Natasha Simons and Sam Searle Redefining ‘the librarian’ in the context of emerging eResearch services
Thinking about kinds of skills and knowledge that they’ve found useful and how other libraries moving into this area could gain skills / support transition. Various ways working in eResearch is quite different from traditional research support.
eResearch Services
* technical solutions – promoting tools already available, like an onsite survey manager (has just reached 1000th survey); adapting existing solutions; building custom solutions
* advice, referrals and consulting
* partnership with other providers like ANDS, Nectar, RDSI, QCIF, NCI
Apply for lots of internal and external grants which has helped grow teams to 30 people but most on term contracts.

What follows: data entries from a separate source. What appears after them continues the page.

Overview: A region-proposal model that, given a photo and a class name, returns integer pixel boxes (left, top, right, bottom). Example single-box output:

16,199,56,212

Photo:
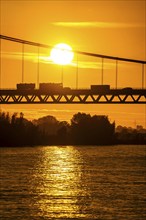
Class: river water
0,145,146,220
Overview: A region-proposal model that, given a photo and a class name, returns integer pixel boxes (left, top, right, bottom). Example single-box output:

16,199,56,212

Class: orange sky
0,0,146,127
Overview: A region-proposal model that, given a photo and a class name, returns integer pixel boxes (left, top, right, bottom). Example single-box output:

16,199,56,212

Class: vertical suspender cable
37,46,40,89
0,39,2,111
22,43,24,83
141,64,144,89
0,39,2,89
101,58,104,85
116,60,118,89
61,65,63,85
76,54,79,89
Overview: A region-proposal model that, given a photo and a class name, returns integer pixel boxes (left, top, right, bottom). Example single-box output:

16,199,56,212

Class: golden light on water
32,147,86,217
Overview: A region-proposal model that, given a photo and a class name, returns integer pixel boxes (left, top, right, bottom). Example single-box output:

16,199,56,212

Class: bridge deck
0,89,146,104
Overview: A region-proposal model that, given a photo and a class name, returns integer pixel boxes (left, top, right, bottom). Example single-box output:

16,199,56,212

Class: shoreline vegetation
0,112,146,147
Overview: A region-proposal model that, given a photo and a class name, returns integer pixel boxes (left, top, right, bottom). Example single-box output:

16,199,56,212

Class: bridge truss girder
0,94,146,104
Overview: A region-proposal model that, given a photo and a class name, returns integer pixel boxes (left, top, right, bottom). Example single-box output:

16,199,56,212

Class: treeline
0,112,146,146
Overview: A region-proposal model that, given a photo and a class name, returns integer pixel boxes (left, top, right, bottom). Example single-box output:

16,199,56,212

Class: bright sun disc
50,43,74,65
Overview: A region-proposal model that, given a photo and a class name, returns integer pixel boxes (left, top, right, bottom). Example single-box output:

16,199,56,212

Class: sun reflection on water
31,147,86,218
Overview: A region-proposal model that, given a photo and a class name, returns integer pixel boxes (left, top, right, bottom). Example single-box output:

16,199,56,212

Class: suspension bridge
0,35,146,104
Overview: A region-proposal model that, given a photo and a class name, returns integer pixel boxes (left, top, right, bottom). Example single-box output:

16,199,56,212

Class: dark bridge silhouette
0,35,146,104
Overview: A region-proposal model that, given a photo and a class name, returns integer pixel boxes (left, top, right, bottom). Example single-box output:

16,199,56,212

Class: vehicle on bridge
39,83,63,92
90,85,110,92
16,83,35,91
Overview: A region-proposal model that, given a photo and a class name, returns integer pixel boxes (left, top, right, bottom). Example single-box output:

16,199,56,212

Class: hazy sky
0,0,146,126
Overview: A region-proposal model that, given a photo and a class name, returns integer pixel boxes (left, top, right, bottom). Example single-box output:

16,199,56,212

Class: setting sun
50,43,74,65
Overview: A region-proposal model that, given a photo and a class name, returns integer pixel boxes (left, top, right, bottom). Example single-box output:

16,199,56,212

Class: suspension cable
22,43,24,83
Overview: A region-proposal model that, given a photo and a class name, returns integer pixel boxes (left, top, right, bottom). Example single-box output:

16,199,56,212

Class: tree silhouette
71,112,115,145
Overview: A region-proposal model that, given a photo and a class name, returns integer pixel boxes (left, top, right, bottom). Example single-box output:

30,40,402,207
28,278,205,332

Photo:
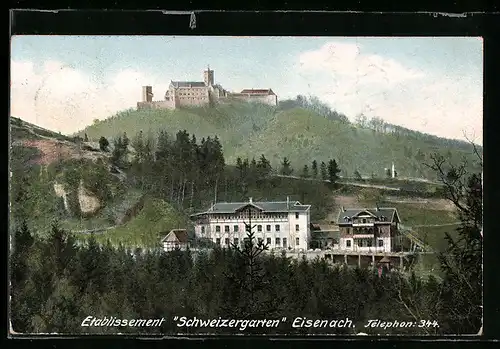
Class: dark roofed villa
337,207,402,252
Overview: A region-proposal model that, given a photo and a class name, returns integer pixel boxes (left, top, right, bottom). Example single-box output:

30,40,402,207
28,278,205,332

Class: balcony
352,222,374,227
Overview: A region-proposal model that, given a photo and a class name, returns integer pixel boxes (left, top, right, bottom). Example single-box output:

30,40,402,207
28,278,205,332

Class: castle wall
137,101,175,110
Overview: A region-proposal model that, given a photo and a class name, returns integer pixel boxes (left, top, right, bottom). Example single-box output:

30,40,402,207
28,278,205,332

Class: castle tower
142,86,153,102
203,66,214,86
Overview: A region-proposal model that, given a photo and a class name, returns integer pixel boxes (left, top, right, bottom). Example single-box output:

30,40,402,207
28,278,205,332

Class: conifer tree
328,159,340,185
281,157,293,176
320,161,328,181
301,164,309,178
311,160,318,178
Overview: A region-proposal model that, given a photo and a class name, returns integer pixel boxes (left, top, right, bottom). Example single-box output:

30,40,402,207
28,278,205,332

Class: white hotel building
191,198,311,251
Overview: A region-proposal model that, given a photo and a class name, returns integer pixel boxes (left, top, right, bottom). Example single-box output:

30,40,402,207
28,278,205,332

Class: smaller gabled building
161,229,189,252
337,207,402,252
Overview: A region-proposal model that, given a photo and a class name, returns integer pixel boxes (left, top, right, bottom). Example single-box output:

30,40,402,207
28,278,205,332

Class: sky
10,36,483,144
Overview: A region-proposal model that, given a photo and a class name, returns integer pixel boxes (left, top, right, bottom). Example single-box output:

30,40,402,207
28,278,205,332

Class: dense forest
10,147,482,335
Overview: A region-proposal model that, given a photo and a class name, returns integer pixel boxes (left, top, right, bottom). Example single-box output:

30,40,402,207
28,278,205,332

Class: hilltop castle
137,67,278,109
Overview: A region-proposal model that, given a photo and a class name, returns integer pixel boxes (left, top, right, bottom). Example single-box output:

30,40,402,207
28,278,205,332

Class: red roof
240,88,274,95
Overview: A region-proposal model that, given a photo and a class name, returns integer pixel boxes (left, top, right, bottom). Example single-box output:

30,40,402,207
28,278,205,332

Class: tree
420,149,483,334
328,159,340,184
257,154,272,179
302,164,309,178
311,160,318,178
281,157,293,176
222,209,282,319
98,134,109,151
320,161,328,181
355,114,367,128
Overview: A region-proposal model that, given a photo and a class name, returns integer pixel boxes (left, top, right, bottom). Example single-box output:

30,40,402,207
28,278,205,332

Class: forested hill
78,97,478,179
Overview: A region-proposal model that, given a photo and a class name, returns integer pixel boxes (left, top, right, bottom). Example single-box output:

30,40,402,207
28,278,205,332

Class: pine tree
302,164,309,178
222,205,279,319
311,160,318,178
328,159,340,185
320,161,328,181
281,157,293,176
99,136,109,151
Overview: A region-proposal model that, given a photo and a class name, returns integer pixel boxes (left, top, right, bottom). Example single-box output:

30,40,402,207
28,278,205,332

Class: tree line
9,128,482,334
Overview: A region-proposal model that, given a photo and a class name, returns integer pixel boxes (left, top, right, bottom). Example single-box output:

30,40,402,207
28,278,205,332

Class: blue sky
11,36,483,143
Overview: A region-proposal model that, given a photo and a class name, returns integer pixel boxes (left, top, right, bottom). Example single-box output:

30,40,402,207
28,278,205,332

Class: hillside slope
78,103,477,178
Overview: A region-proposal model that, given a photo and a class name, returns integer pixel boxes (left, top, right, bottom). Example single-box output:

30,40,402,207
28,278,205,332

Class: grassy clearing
388,202,457,226
83,198,189,247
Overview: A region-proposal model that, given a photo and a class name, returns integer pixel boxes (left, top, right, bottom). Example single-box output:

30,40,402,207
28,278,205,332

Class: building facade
191,198,311,251
161,229,189,252
137,67,278,110
338,207,402,252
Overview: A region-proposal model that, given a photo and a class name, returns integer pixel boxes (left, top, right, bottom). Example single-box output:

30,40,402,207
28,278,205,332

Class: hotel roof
192,199,311,216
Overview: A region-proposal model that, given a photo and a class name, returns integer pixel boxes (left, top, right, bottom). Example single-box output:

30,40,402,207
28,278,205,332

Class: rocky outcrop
54,181,102,215
54,182,69,212
78,181,101,215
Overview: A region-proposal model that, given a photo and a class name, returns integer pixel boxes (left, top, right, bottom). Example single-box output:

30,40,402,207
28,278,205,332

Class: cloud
290,42,483,143
11,61,167,134
299,42,424,86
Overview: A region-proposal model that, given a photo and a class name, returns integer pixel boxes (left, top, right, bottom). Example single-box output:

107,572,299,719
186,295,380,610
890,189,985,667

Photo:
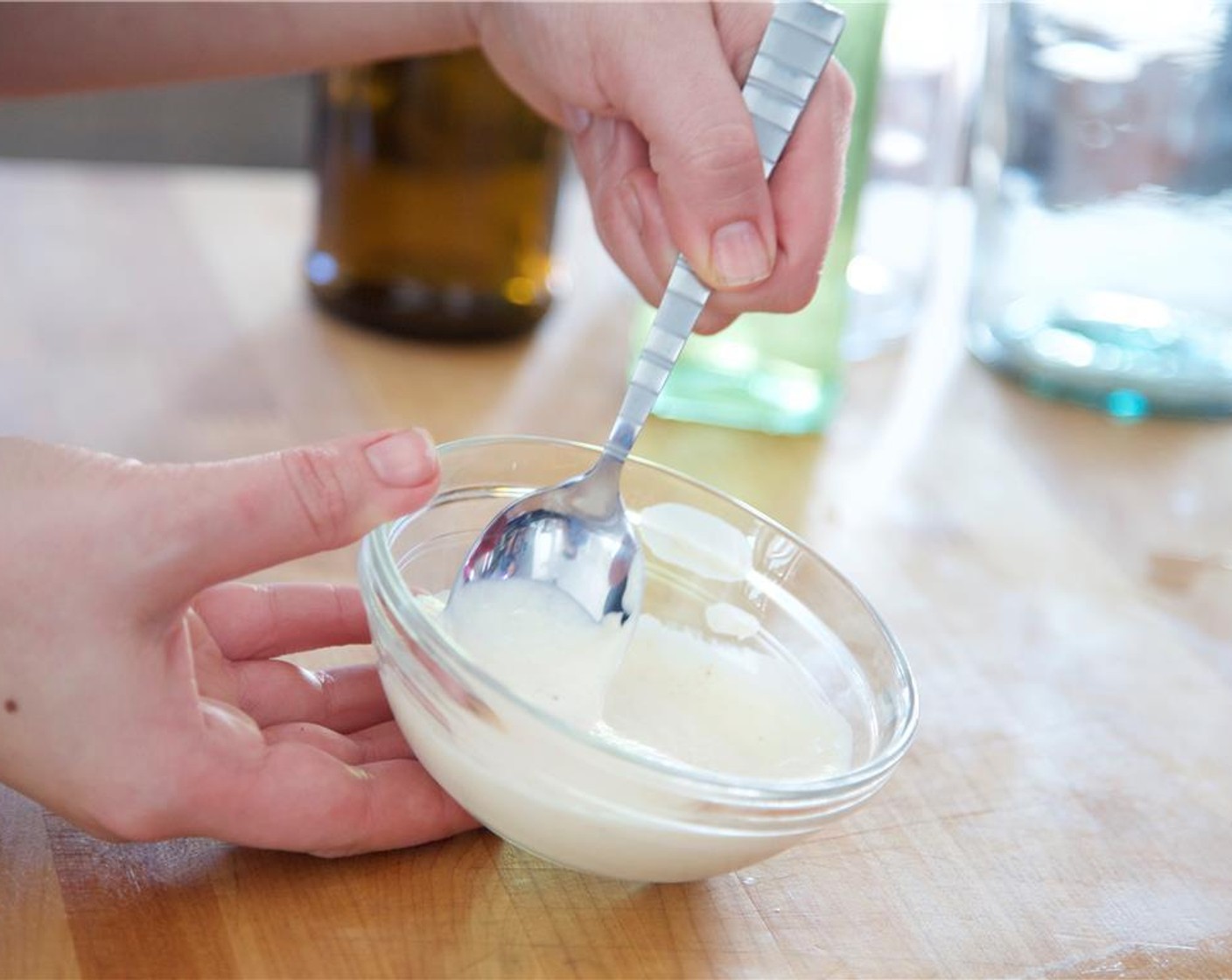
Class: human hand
0,431,474,854
468,3,854,332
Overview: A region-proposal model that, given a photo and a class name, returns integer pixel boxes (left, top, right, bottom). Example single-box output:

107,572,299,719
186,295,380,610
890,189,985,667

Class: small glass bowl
360,437,918,881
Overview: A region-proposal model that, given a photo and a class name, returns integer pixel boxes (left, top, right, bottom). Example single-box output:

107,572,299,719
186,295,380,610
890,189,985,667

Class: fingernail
563,105,592,136
710,220,770,286
363,429,438,486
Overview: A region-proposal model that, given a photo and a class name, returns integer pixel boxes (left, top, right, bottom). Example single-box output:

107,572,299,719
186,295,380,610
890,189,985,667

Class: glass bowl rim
360,434,919,802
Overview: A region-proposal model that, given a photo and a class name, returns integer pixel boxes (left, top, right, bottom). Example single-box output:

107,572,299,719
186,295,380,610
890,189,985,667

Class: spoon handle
604,0,845,464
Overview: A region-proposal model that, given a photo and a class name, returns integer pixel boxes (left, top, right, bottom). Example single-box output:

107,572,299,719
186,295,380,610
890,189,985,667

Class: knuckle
773,270,822,313
281,446,351,548
85,794,169,842
653,122,761,199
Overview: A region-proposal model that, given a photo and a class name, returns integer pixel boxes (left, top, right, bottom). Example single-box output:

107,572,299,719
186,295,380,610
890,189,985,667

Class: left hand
0,431,475,856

Similarities between eresearch services and research support
* directly working with researchers
* providing advice
* supporting compliance with policies/mandates
* seeking funding
* metadata support
Differences
* combine client and technical services
* organised around projects in flat structure. Focus on project management, change management
* often have to challenge stakeholders’ assumptions, promoting change, convincing people of long-term benefits to short-term pain.
* primary working relationships aren’t with other librarians – mostly with IT who don’t always understand/respect their skills/experience
Need to be able to use your knowledge of your lack of knowledge to fill the gaps in your knowledge.
What we bring as librarians:
* being brokers and boundary spanners – babelfish translaters between different groups that have their own languages (software vs metadata) and cultures
* understanding the braoder policy environment and working well with different stakeholders
* promoting standards – legislative, ethical and technical. Software developers often focus on user needs above compliance/reporting/interoperability requirements.
Paper identifies eight topics; talk concentrating on three:
* metadata skills – might need to focus on collection level instead of item level, or on admin/preservation/rights management instead of just subject-based. Much has to be learned on the job.
* scholarly communication – awareness of developments in open access, research methods (someone reads lots of research not for the research but for the discussion of methodology)
* project management
More in paper about development pathways too (self learning, workplace learning, education, training).
Curious whether there are personality traits that have a bearing. 2008 study suggests different librarianship specialities attracts different personalities. Technique-oriented vs people-oriented. Sam and Natasha think “adaptive archivists and systems librarians” and “adaptive academic reference librarians” best fit librarians moving into eResearch support.
For people who want to move into eResearch support, some will find it easier than others. Need to be aware of your preferences and able to assess how well they fit with the area you’re moving into. No clear pathway into it – or through/beyond it either.
For organisations there are implications for recruitment and training – instead of focusing on skills need to develop traits like resilience and assertiveness. Managers can support transition through professional development on both skills and traits.
eResearch teams can benefit from librarian involvement but much work will go on whether we’re involved or not so need to sell our value to researchers and IT.
Q: Looking 2 years in the future, are we looking at a multidisciplinary thing rather than silos of library vs departments?
A: Good way of looking at it. Need teams of people with range of skills. They do consultations as a team (software developer, data specialist, etc) instead of one librarian going out. Resource intensive but better outcome and get more respect of what they can bring to it.
Q: Have tried this but danger of overwhelming the researcher. [Nobody expects the Spanish Inquisition!]
A: Need to balance it and would avoid taking more people from ‘our’ side than their side. Not just descending on one researcher, trying to work with a group of researchers – even a research team with multiple projects to improve their practice generally.
Q: More on the eResearch Hub?
A: Research Hub pulls together stuff from grants system, data repository, etc etc – researcher profile system on speed.